HC Deb 08 April 1968 vol 762 cc892-4

The following Question stood upon the Order Paper:


To ask the Attorney-General whether he has received the report of the Director of Public Prosecutions regarding the possibility of proceedings under Section 2 of the Public Order Act, 1936 in relation to the display of physical force in Grosvenor Square on Sunday, 17th March and whether he will make a statement as to what proceedings have been initiated or are in contemplation under this Section or otherwise arising out of this occurrence.
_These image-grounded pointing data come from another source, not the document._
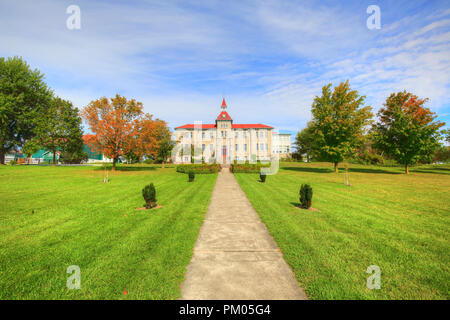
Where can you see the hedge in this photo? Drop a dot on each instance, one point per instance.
(198, 168)
(248, 167)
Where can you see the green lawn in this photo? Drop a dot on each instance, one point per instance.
(400, 223)
(79, 221)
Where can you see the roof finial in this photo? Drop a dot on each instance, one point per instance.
(224, 104)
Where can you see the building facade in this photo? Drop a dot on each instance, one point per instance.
(282, 143)
(223, 142)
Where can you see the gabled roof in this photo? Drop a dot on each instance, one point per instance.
(248, 126)
(192, 126)
(234, 126)
(224, 116)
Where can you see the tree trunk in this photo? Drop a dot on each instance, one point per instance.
(114, 164)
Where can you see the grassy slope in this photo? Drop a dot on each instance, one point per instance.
(398, 222)
(79, 221)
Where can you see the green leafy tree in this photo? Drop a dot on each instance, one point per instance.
(406, 130)
(446, 135)
(59, 129)
(338, 124)
(304, 142)
(442, 154)
(23, 98)
(29, 148)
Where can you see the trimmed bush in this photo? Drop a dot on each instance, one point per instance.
(247, 168)
(305, 196)
(149, 194)
(262, 177)
(198, 168)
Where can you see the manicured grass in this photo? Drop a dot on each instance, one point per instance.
(79, 221)
(400, 223)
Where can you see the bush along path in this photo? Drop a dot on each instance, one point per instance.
(234, 256)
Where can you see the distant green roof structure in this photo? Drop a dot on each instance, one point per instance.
(92, 154)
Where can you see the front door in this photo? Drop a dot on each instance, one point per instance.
(224, 154)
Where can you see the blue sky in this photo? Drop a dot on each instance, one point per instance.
(268, 58)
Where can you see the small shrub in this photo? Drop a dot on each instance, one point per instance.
(248, 168)
(305, 196)
(262, 176)
(198, 168)
(149, 194)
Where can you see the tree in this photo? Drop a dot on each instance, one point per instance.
(442, 154)
(115, 124)
(29, 148)
(59, 129)
(338, 122)
(406, 129)
(304, 142)
(23, 97)
(446, 135)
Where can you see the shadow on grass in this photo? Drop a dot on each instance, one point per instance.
(306, 169)
(128, 168)
(371, 170)
(431, 170)
(330, 170)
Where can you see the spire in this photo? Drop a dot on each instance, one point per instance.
(224, 104)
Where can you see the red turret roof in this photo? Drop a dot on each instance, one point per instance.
(234, 126)
(224, 116)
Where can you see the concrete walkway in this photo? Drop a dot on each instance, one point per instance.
(234, 256)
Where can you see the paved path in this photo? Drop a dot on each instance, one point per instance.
(234, 256)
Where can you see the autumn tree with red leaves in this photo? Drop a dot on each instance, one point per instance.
(406, 130)
(115, 125)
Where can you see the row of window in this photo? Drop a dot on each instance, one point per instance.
(262, 134)
(259, 147)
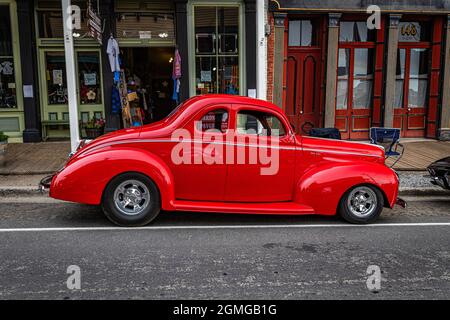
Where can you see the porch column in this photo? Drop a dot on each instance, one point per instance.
(391, 64)
(278, 58)
(182, 42)
(444, 130)
(109, 18)
(332, 60)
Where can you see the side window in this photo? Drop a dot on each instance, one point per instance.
(259, 123)
(216, 120)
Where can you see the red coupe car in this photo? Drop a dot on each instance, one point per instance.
(229, 154)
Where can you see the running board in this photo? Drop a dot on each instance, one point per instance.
(284, 208)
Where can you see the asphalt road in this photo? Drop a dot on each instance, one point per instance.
(215, 256)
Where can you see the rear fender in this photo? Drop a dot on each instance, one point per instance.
(85, 177)
(322, 187)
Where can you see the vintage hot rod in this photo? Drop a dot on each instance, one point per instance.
(229, 154)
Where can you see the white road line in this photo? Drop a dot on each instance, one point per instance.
(268, 226)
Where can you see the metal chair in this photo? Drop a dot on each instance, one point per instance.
(389, 138)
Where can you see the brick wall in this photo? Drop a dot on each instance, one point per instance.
(270, 54)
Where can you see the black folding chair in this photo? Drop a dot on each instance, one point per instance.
(389, 138)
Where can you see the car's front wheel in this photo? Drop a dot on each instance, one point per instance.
(361, 204)
(131, 199)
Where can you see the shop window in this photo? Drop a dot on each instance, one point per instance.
(343, 76)
(9, 124)
(301, 33)
(216, 49)
(418, 78)
(400, 78)
(89, 78)
(355, 31)
(56, 77)
(362, 78)
(216, 120)
(8, 97)
(414, 31)
(146, 25)
(259, 123)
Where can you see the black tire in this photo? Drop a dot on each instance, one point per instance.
(348, 212)
(150, 209)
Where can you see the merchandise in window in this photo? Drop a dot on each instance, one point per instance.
(8, 98)
(217, 49)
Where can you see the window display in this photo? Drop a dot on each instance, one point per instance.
(89, 78)
(8, 97)
(217, 49)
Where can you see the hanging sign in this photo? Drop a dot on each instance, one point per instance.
(409, 32)
(94, 25)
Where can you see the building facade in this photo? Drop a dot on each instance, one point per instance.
(212, 38)
(326, 68)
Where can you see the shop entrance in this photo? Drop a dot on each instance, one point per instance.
(303, 70)
(148, 72)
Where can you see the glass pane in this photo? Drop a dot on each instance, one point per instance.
(294, 32)
(346, 31)
(248, 123)
(343, 74)
(398, 102)
(205, 29)
(7, 71)
(216, 120)
(228, 29)
(419, 63)
(229, 75)
(206, 74)
(89, 78)
(146, 25)
(401, 58)
(342, 94)
(362, 94)
(343, 63)
(363, 62)
(56, 77)
(275, 125)
(50, 24)
(5, 32)
(414, 31)
(417, 93)
(301, 33)
(355, 31)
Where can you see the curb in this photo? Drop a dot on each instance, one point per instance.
(6, 191)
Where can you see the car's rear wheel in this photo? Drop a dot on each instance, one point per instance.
(361, 204)
(131, 199)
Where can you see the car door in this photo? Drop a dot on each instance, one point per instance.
(266, 180)
(201, 176)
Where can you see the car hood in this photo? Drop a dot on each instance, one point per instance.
(342, 147)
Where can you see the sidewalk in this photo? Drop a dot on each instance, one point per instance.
(27, 163)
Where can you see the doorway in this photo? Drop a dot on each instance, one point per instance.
(303, 74)
(148, 72)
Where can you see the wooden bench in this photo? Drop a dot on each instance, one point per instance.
(48, 123)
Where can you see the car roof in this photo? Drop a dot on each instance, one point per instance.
(206, 99)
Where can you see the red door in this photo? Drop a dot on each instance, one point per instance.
(355, 90)
(411, 90)
(303, 70)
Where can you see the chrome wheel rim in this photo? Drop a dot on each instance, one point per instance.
(131, 197)
(362, 201)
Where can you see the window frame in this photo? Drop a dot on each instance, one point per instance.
(192, 42)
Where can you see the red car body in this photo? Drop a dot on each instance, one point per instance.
(313, 173)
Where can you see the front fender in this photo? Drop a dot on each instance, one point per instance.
(84, 178)
(322, 187)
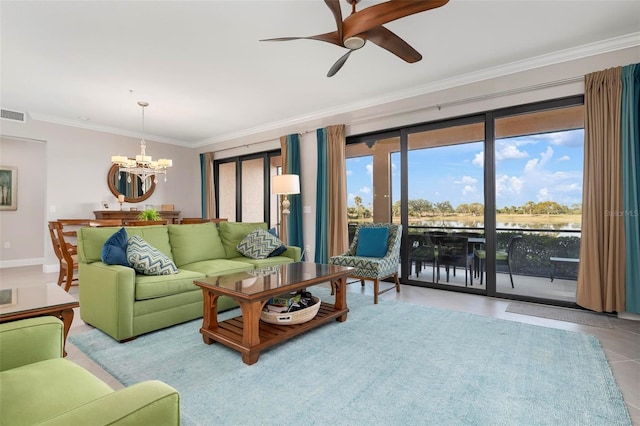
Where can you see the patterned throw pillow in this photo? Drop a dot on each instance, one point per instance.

The Attorney-General (Sir Elwyn Jones)

With permission, I should like to answer Question No. 75. By virtue of Section 2 of the Public Order Act, 1936, those who take part in the control, management or training of the members of an association of persons organised and trained for the use or display of physical force in promoting a political object are guilty of an offence. After study of the police report on the Grosvenor Square demonstration, I have decided, in consultation with the Director of Public Prosecutions, that the evidence available does not justify proceedings under that Section.

However 246 persons have been charged with other offences arising out of this demonstration. These include charges for assaults on the police, possessing offensive weapons, insulting and threatening behaviour, obstructing the police, obstructing the footway and highway, and miscellaneous charges. Seven persons have been imprisoned, 174 fined, eight conditionally discharged, two bound over to keep the peace, and 18 had their charges dismissed. Thirty-seven cases remain to be heard.

Sir D. Walker-Smith

While everyone will, naturally be pleased that the objective diligence of the Director of Public Prosecutions has not found it necessary to bring any proceedings under Section 2 of the 1936 Act, will the right hon. and learned Gentleman agree that these powers are available in the future if, unhappily, any organisation were minded to organise and train for violent display with political objectives?

The Attorney-General

These powers are available to deal with any association equipped to use physical force to promote any political object. Unlawful violence or incitement to violence will not be tolerated, from whatever source or however motivated.

Mr. Orbach

Has any disciplinary action be taken against the minority of police from whom, it is evident—[HON. MEMBERS: "No."] It is evident both from the pictures in the Press and from television that there was a very small number of policemen who kicked demonstrators and who had to be restrained by other policemen from attacking certain members of the demonstration. Has any disciplinary action been taken against those few policemen?

The Attorney-General

My hon. Friend will recall that as a result of incidents in this demonstration 171 police officers were injured and 42 civilians received hospital treatment. The violence which took place was deplorable. One or two incidents were mentioned to my hon. and learned Friend, then the Under-Secretary of State, in the debate last week, and those incidents are being investigated.

Sir P. Rawlinson

The right hon. and learned Gentleman will appreciate that the majority of people believe that the police behaved with the greatest of restraint, in view of the circumstances which they met. Was there evidence of foreigners and foreign students taking part in this raid, and, if there were any such, what processes of deportation are contemplated?

The Attorney-General

There was a disturbing feature in the demonstration in the conduct of what appeared to be an organised group of German students. As my hon. and learned Friend said in the Adjournment debate on 4th April, there might be cases in future in which individuals would not be allowed entry into this country if it were thought likely that they would abuse the occasion to foment disorder and cause injury and damage.

Mr. Conlan

Can my right hon. and learned Friend say whether any of the persons involved were members of the Monday Club?

The Attorney-General

I have no information to that effect.

Mr. Hastings

Can the Attorney-General tell us what organisation, if any, sponsored the arrival and activities of the German contingent in question?

The Attorney-General

I should like notice of that. Again, it was not the Monday Club.